I’m sitting down to write this, watching snow fall over my family’s cattle operation in southwest Montana (my deadline for this post is a great excuse for why I ‘can’t’ go out in the storm to move cows). This winter season has been a rough one for ranchers in the West. First no snow, no moisture, then way too much. The result: huge concerns about ability to feed cattle after a dry fall and early winter stunted grass growth, followed by so much snow that cattle couldn’t graze so we were all forced to feed hay months ahead of normal. Most operations have fed upwards of 50% more hay than they budgeted for and hay prices are shockingly high. Many operators, our ranch included, sold off parts of their herds early in the season on fears of uncontrollable feeding costs. The implications are far reaching, both across the industry and over time as we look into 2023 and 2024. Budgets have been blown by unexpected hay needs and inflation, herds are smaller than they should be and the industry faces a shortage of animals to rebuild those herds. Costs continue to rise. Good for some, devastating for others. The center of it all? Our most important ingredient: water. It all sounds familiar, doesn’t it?

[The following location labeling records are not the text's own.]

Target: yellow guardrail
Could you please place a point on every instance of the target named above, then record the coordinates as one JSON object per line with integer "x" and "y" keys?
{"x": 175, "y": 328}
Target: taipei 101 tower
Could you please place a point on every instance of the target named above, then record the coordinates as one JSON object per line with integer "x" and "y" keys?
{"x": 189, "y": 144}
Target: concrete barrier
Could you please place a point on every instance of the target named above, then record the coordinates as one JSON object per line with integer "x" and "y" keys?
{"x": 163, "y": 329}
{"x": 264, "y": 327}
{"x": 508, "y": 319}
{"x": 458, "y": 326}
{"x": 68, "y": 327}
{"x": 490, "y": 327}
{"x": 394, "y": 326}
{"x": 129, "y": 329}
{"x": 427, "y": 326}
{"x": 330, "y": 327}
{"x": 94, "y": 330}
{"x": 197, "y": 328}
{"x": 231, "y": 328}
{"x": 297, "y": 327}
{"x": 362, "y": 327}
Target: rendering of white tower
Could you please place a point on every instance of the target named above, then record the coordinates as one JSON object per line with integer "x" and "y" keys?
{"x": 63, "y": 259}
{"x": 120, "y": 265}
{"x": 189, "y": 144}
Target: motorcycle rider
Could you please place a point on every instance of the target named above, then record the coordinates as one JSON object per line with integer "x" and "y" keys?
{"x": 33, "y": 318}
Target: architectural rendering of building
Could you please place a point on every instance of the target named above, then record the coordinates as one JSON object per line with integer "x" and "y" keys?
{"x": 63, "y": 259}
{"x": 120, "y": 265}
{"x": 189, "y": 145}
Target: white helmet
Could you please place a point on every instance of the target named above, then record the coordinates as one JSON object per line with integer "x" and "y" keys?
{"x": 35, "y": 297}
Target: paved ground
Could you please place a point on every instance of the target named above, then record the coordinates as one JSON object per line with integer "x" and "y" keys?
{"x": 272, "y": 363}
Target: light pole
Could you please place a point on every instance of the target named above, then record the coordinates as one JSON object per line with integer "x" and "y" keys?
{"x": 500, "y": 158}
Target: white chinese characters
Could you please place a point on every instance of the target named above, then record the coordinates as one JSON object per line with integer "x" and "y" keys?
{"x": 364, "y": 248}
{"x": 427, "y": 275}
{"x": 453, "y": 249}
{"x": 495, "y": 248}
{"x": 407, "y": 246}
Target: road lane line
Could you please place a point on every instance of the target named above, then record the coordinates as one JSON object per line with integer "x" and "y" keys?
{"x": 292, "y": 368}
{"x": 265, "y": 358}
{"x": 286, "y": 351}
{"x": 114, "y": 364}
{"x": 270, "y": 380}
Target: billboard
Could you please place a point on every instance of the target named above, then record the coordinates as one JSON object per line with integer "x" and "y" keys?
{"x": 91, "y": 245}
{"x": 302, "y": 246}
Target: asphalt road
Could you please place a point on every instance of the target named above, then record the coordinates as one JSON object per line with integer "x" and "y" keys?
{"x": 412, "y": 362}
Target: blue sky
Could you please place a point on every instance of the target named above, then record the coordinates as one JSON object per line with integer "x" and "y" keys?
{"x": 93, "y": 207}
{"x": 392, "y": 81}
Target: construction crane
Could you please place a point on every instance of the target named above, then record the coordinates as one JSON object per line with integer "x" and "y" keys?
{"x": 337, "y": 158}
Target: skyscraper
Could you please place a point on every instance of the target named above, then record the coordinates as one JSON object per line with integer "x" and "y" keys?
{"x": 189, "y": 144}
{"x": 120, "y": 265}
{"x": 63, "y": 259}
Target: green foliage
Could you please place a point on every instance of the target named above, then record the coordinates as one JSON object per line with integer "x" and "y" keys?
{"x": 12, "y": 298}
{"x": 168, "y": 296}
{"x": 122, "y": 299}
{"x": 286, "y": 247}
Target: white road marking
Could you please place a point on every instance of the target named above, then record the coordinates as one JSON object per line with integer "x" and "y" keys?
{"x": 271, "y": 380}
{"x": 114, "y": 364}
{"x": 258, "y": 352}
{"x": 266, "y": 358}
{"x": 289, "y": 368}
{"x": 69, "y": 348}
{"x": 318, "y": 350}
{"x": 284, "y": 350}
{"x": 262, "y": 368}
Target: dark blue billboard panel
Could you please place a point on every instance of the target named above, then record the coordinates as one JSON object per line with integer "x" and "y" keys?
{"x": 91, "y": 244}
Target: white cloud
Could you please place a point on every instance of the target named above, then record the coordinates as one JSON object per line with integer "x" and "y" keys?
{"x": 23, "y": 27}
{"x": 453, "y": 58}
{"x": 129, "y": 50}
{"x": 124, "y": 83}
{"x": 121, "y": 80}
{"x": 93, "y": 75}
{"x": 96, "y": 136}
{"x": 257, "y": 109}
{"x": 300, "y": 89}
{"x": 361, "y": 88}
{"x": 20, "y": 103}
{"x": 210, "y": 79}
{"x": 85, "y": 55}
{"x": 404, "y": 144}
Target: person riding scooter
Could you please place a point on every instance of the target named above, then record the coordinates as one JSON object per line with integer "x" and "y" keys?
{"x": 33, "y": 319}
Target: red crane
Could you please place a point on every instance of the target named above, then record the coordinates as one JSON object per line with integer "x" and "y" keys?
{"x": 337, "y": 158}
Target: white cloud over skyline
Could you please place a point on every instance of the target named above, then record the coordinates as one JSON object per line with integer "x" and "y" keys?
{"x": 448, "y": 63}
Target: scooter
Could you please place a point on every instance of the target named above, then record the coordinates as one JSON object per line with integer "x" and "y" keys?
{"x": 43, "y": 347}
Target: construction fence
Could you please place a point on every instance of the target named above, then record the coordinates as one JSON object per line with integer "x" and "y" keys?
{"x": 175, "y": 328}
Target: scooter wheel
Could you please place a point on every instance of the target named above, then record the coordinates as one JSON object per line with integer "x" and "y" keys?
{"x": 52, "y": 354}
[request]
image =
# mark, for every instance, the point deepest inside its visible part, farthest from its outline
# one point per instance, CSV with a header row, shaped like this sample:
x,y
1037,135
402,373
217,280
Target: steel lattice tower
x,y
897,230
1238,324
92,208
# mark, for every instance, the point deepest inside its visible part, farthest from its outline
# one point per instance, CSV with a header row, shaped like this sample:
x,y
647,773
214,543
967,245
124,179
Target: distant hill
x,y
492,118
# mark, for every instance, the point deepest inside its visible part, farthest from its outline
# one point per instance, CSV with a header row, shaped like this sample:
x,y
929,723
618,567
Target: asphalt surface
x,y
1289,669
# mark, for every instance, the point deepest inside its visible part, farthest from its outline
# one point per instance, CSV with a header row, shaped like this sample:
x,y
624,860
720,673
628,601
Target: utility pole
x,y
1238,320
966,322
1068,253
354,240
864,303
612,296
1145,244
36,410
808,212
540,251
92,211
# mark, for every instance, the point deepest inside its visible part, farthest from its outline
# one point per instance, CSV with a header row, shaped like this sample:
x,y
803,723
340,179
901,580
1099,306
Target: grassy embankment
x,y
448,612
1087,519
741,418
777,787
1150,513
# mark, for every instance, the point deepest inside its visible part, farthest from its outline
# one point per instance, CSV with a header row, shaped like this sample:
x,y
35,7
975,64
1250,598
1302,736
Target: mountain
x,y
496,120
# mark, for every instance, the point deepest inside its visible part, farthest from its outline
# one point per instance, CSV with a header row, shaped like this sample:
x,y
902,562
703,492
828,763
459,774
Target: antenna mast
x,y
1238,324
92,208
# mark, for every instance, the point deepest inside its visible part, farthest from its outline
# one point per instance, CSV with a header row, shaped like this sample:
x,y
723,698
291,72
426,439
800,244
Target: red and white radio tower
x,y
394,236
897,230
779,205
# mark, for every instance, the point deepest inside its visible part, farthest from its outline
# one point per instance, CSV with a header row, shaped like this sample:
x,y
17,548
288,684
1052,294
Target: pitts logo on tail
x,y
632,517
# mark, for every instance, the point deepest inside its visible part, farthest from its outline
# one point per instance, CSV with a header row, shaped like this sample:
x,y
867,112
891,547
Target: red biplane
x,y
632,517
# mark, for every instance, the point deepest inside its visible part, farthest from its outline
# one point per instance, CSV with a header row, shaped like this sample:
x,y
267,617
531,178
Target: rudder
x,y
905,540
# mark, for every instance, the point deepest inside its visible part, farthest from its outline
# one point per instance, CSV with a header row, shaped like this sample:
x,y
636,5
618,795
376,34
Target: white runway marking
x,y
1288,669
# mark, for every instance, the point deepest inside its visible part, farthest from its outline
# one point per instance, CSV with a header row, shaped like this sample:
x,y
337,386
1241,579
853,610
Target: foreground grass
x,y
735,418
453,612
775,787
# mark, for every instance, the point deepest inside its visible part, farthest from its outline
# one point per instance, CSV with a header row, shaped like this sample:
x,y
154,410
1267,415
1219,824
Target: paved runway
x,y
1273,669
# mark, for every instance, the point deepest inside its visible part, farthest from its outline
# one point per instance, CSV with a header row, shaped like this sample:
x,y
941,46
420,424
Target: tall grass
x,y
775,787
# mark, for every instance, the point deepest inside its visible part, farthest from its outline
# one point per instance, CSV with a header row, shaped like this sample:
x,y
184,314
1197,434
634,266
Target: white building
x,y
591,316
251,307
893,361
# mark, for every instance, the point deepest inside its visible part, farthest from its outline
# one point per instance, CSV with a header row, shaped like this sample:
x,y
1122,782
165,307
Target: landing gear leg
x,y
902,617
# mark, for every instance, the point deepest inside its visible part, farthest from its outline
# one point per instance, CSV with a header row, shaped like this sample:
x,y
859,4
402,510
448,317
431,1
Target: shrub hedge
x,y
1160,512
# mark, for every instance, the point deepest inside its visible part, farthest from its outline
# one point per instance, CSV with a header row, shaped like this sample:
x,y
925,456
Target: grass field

As the B3 team has begun to prepare for conference season and develop the content we will be presenting over the next few months, I’ve been struck by the parallels between ranching challenges and oilfield water management. It seems seismicity and increasing competition for pore space in the Permian are the oil industry corollary to precipitation in ranching. Both are hard to understand and predict, have major impacts on industry behavior, and have the potential to drive significant shifts in costs (both near- and long-term). Further, both industries produce commodities that are required by the broader economy to keep it humming along; energy for oil and gas companies and protein for ranchers. This means that these rising costs will have to be spread up and down the value chain to keep the industries functioning.
We have started looking at the fundamentals in the oilfield water management market that could drive future costs. Disposal needs are a central factor. All while existing capacity has been reduced in areas impacted by seismicity (seismic response plans have reduced capacity by 1.3 mmbbld from permitted levels from 2021 to 2022 and more reductions are in store this year), demand for disposal is growing and will continue to grow for several years, even in a market scenario with aggressive growth in produced water reuse. In our base case, we see a 14% increase in disposal volumes and an 11% increase in reuse volumes this year from 2022 levels. Scale that up in our aggressive reuse scenario and a 25% increase in reuse still drives a 12% increase in disposed volumes, all else staying the same. If we run a projected water balance into the future assuming that yearly growth in reuse stays high, 2027 is the first year that we track a decrease in Permian disposal volumes, but that change is less than a 1% drop compared to 2026. Looking at the market today, there isn’t enough disposal capacity in the basin to serve this demand, and that is assuming that seismicity does not continue to result in the curtailment of existing capacity. Operators and midstream companies are actively permitting new facilities, the costs of which have increased significantly over the last two years. These factors are driving up costs for water management as a whole – we know anecdotally that disposal fees in some areas affected by seismicity have more than doubled in the last year. How high will costs go? There is a lot of uncertainty yet to be hammered out in the market but higher costs for water management across the board will add new tools to our collective tool chest to deal with future water volumes.
What’s encouraging to many is that these market forces are slowly closing the cost gap between treatment to near freshwater quality levels and disposal. A meaningful spread remains, but the directional pressure is right.